The taxpayer owned three vehicles: a 2008 Mercedes Benz, a 2002 Ford SUV and a 2004 Chrysler. He testified that he used the Mercedes exclusively for his EHC business; that he used the Ford exclusively in connection with his construction business; and that he used the Chrysler exclusively for personal purposes.
To support deductions for vehicle expenses, the taxpayer submitted annotated calendars for the first seven months of 2015 and all of 2016. The annotations show the locations he supposedly visited in connection with either business. For several reasons, the Tax Court didn’t find this evidence credible.
- None of the calendar entries were made contemporaneously with the alleged travel. These were not all-purpose calendars recording various appointments in the taxpayer’s daily life. Rather, he created them solely for use in the IRS examination.
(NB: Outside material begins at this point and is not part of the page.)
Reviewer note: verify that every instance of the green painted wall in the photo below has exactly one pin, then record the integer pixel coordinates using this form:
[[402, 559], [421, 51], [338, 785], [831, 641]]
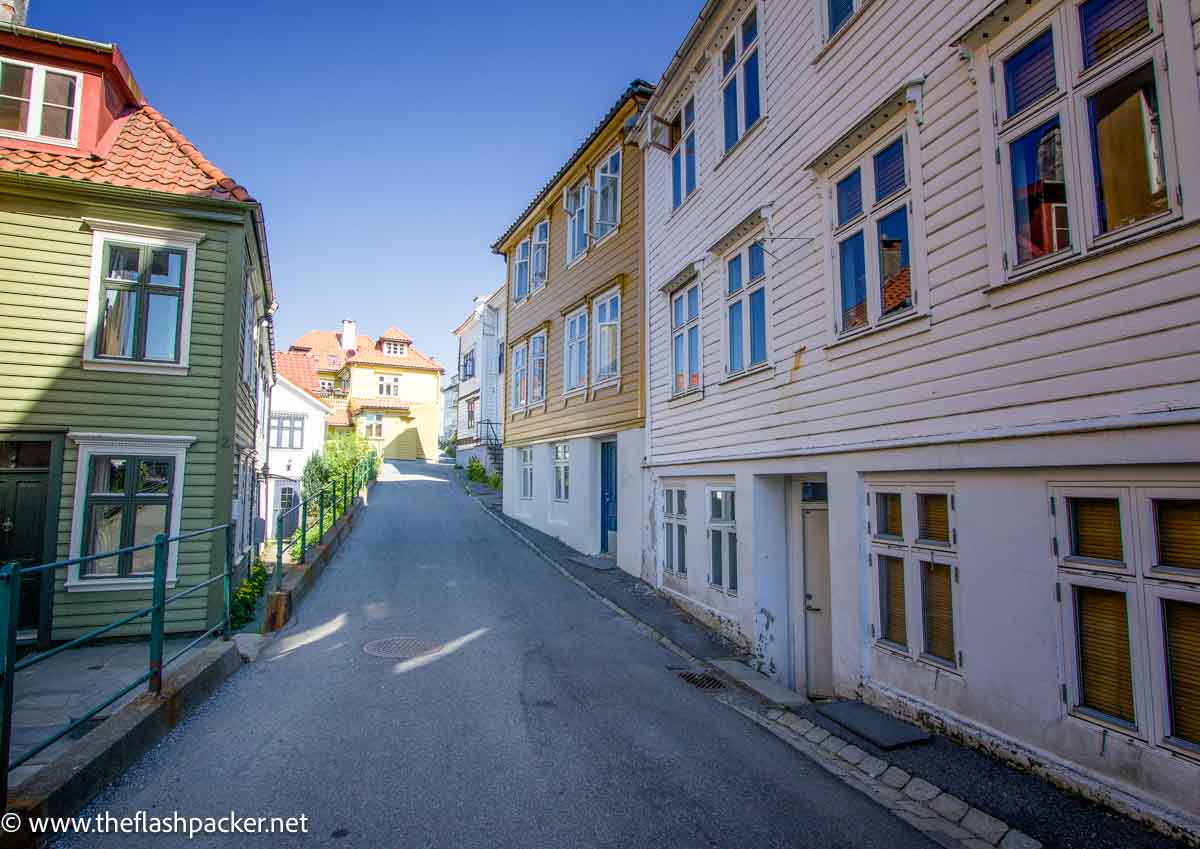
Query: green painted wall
[[45, 265]]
- The taxpayer supplied no evidence linking the locations shown on the calendars to the addresses of his EHC clients. He did not identify a single client who resided or worked at any particular address. Thus, he supplied no evidence that, if he actually made trips to these locations, the journeys were business trips.
- The calendar entries on their face seem questionable. For example, comparing entries for January 2015 and January 2016, the taxpayer asserts he visited the same address in Manhattan on January 1 of each year; that he visited the same address in Brooklyn on January 4 of each year; and that he visited the same address near LaGuardia Airport on January 13 of each year.
Furthermore, the taxpayer also submitted alleged odometer readings for his Mercedes. These were not contemporaneous. Instead, he prepared them during the IRS examination, keying the dates and mileage to the dates and destinations shown on the calendars. When asked how he kept track of start and finish odometer readings for hundreds of trips, he said that he jotted them down on scraps of paper (since discarded). The Tax Court didn’t find this testimony to be credible.
Finally, the descriptions of the business purpose were all the same, a vague reference to “business meetings.”
Bottom line: The Tax Court denied the deductions.